The group also recently grabbed data from Bethesda Softworks.
I hope these guys are as good as they claim to be, otherwise we will be seeing their faces with the caption "Further arrests from anonymous hacking group"
Apparently, Anonymous announced an intention to go after the federal reserve next: http://gizmodo.com/5811546/anonymous-goes-after-federal-reserve. It'll be quite interesting if they attempt it. I'm interested in seeing how the fed handles this.
Usually these end in tears. Only the most stupid black-hats (and that is all these morons are now) brag publicly.
Most ACs are not even worth the keystrokes to insult them. Be generically insulted by this and ignored otherwise.
They want attention. They do not care what kind of attention. Like some emotionally disturbed kids.
Most ACs are not even worth the keystrokes to insult them. Be generically insulted by this and ignored otherwise.
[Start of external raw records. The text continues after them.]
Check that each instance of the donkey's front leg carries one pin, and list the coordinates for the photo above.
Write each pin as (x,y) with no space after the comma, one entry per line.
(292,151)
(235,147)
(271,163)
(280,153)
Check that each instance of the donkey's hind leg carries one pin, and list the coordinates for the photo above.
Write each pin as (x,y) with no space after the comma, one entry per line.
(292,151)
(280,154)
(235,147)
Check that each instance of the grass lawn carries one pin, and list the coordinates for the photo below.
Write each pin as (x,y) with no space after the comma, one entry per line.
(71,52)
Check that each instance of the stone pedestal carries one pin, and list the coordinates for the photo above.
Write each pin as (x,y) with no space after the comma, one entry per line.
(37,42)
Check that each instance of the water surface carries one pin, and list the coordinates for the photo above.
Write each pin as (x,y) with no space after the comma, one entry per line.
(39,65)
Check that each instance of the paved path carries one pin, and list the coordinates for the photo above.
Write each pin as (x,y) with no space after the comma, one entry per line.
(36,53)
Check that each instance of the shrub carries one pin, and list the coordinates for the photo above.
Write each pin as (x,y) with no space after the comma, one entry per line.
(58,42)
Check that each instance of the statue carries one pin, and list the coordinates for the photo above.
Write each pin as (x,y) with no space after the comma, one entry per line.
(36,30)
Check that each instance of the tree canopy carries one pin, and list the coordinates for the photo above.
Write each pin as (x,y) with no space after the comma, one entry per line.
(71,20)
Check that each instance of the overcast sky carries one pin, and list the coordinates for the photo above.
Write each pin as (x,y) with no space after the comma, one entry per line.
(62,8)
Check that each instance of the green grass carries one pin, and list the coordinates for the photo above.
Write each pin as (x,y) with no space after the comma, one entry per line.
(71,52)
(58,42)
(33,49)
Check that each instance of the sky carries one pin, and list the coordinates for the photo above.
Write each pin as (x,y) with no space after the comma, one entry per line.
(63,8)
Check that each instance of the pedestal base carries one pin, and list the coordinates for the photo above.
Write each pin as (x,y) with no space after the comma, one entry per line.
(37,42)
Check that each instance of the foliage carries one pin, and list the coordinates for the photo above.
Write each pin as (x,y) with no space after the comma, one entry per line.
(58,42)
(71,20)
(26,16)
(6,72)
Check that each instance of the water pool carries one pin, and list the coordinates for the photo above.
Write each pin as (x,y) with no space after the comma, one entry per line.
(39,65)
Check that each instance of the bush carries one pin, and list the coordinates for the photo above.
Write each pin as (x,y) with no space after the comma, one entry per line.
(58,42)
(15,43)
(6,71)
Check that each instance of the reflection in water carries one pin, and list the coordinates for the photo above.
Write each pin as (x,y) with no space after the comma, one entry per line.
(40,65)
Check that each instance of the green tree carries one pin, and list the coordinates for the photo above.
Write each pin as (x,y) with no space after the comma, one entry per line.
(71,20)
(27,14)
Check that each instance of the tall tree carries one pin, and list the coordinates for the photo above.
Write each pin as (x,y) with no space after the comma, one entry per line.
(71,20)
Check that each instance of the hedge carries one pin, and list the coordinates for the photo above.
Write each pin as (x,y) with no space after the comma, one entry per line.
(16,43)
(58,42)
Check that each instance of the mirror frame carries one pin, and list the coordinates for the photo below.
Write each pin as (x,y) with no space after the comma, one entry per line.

As much as I like chaos brought to the powers that be none of this hacking will have any long lasting effects. want to see some serious info leaked that damages someone with real power. I'd rather see these guy dig out info that calls out the hypocrites in positions of power.
by TheSpoom (715771) Uncaring Linux user here. I have nothing to add to this but please continue. *munches popcorn*
Comment removed based on user account deletion
They probably wanted to play Skyrim early.
It seems like the recent outbreak of high-profile cases of computer break-ins is almost calculated to provoke legislation locking down the internet. First the kill-switch proposal, the announcement by the US military that computer intrusion would be considered an act of war, now a constant drumbeat of reporting in the media about major cracks.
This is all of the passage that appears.